We wrote up an eviction notice for Z. Just waiting for him to come home and see it. While we were gone he left our front door unlocked and may have broken the microwave. There’s also booze in the mini-fridge in his bedroom.
The kid just doesn’t listen and he’s showing no sign that he’ll ever respect the rules so finally husband agreed the kid has got to go. We have too much to deal with, I don’t have the time or patience to be stressed out about him too.
On another note discovered that someone hit my car while it was parked somewhere late last week sometime. My back rim is scraped up and bent, my bumper was loose and there’s scrapes along my entire passenger side. Yay, more money I have to spend because someone else was being an asshole and wouldn’t take responsibility for their shitty actions.
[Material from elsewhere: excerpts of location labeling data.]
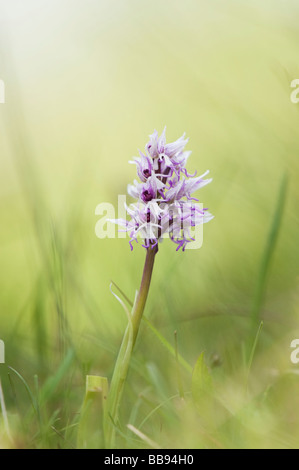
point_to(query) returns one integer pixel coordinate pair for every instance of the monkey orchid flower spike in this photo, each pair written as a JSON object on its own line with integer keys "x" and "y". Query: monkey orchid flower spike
{"x": 164, "y": 206}
{"x": 164, "y": 203}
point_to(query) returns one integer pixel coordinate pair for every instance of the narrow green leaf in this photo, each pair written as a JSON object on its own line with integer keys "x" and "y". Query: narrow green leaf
{"x": 202, "y": 384}
{"x": 267, "y": 256}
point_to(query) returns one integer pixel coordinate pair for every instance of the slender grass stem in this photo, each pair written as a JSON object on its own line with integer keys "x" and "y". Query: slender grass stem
{"x": 124, "y": 356}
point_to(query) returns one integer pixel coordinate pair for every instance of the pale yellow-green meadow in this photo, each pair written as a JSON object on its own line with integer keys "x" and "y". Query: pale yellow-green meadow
{"x": 86, "y": 82}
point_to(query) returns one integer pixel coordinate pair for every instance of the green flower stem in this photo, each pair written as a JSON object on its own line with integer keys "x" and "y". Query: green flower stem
{"x": 124, "y": 356}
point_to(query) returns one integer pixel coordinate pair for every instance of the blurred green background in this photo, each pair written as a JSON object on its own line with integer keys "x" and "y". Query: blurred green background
{"x": 86, "y": 83}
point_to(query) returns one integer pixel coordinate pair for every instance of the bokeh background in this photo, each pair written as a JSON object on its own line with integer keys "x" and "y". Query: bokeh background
{"x": 86, "y": 83}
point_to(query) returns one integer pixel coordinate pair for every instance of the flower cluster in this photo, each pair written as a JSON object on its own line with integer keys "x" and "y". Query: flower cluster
{"x": 164, "y": 203}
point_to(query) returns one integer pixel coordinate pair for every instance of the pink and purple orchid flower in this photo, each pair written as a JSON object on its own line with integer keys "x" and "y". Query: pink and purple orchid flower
{"x": 164, "y": 202}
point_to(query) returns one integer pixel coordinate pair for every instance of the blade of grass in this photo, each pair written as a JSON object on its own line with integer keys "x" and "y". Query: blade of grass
{"x": 252, "y": 353}
{"x": 4, "y": 413}
{"x": 267, "y": 256}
I really hope that my immune system, bolstered by lots of honey, vitamin c, zinc and other vitamins will be able to fight off the army of germs (courtesy of husband) that I can feel invading my body. Only time will tell, but I’ve taken measures to quarantine myself until I know I’m not contagious too.
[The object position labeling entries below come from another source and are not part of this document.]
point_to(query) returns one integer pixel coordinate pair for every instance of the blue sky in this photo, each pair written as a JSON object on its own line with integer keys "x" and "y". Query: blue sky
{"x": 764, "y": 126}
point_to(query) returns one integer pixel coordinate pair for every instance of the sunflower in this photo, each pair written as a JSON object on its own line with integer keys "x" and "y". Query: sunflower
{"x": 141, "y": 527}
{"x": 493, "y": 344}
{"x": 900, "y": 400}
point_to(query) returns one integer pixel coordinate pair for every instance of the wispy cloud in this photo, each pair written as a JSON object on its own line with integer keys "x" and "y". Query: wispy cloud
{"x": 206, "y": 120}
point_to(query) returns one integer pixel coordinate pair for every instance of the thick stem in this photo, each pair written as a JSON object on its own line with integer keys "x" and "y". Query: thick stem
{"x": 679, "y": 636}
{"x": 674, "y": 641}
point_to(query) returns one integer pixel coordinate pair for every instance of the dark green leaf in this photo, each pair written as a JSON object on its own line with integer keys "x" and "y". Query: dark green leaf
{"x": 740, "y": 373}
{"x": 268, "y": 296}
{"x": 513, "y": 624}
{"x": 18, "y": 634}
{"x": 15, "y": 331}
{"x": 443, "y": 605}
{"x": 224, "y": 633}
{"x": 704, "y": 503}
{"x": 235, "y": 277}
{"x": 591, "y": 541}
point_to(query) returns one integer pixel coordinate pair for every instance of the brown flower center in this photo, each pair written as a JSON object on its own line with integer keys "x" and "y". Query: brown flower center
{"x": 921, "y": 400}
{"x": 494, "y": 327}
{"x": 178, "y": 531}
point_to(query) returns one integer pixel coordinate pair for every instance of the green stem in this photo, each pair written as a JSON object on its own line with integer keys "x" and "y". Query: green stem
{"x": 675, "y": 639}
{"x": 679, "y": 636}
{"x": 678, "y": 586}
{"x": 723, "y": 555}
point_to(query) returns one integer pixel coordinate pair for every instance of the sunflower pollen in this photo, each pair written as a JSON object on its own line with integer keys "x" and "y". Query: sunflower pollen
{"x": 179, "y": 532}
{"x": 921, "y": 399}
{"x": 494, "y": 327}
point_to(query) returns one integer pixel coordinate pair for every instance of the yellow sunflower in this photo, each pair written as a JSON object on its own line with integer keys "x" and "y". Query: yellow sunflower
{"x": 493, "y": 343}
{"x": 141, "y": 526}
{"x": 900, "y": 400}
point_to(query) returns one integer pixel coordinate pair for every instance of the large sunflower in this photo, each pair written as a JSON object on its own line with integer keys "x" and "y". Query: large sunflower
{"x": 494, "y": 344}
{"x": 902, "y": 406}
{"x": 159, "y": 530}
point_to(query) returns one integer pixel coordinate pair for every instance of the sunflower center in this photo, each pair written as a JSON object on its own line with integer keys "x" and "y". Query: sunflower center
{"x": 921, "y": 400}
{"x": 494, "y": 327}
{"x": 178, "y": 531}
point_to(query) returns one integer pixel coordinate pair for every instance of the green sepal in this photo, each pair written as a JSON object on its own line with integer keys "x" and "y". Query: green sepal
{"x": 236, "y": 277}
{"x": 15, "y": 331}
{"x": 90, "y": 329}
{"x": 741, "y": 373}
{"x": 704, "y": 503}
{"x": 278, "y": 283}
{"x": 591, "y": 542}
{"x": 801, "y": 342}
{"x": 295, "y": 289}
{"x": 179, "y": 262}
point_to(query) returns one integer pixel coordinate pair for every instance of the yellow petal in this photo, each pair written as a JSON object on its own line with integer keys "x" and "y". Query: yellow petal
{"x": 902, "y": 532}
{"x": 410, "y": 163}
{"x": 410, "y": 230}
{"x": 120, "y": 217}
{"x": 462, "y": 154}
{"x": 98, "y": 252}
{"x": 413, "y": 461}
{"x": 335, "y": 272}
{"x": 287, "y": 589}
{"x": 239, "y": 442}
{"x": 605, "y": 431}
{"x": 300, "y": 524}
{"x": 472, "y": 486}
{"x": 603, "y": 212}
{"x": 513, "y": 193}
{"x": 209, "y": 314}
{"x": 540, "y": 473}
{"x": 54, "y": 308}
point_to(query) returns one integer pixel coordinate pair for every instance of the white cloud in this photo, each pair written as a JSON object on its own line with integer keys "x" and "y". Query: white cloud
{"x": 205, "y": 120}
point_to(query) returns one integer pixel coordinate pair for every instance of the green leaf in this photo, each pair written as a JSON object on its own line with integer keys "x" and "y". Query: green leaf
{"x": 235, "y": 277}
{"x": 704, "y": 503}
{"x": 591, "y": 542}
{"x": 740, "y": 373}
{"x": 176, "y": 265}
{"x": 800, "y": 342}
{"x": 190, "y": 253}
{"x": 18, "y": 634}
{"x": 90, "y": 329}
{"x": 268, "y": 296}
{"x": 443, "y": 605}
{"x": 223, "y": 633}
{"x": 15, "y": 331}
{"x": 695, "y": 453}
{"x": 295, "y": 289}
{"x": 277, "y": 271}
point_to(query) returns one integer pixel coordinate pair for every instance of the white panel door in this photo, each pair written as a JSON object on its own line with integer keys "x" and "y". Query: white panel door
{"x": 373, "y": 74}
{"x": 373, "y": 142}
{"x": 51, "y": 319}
I just keep telling myself it can’t rain all the time, there is a light somewhere waiting to wash over me and drive away all the negative energy that keeps attacking me. I wonder what amazing thing I’m supposed to be accomplishing that is such a threat to have warranted these constant attacks. It must be big though. I look forward to the day I can see the big picture and understand why I’ve led such a challenging life.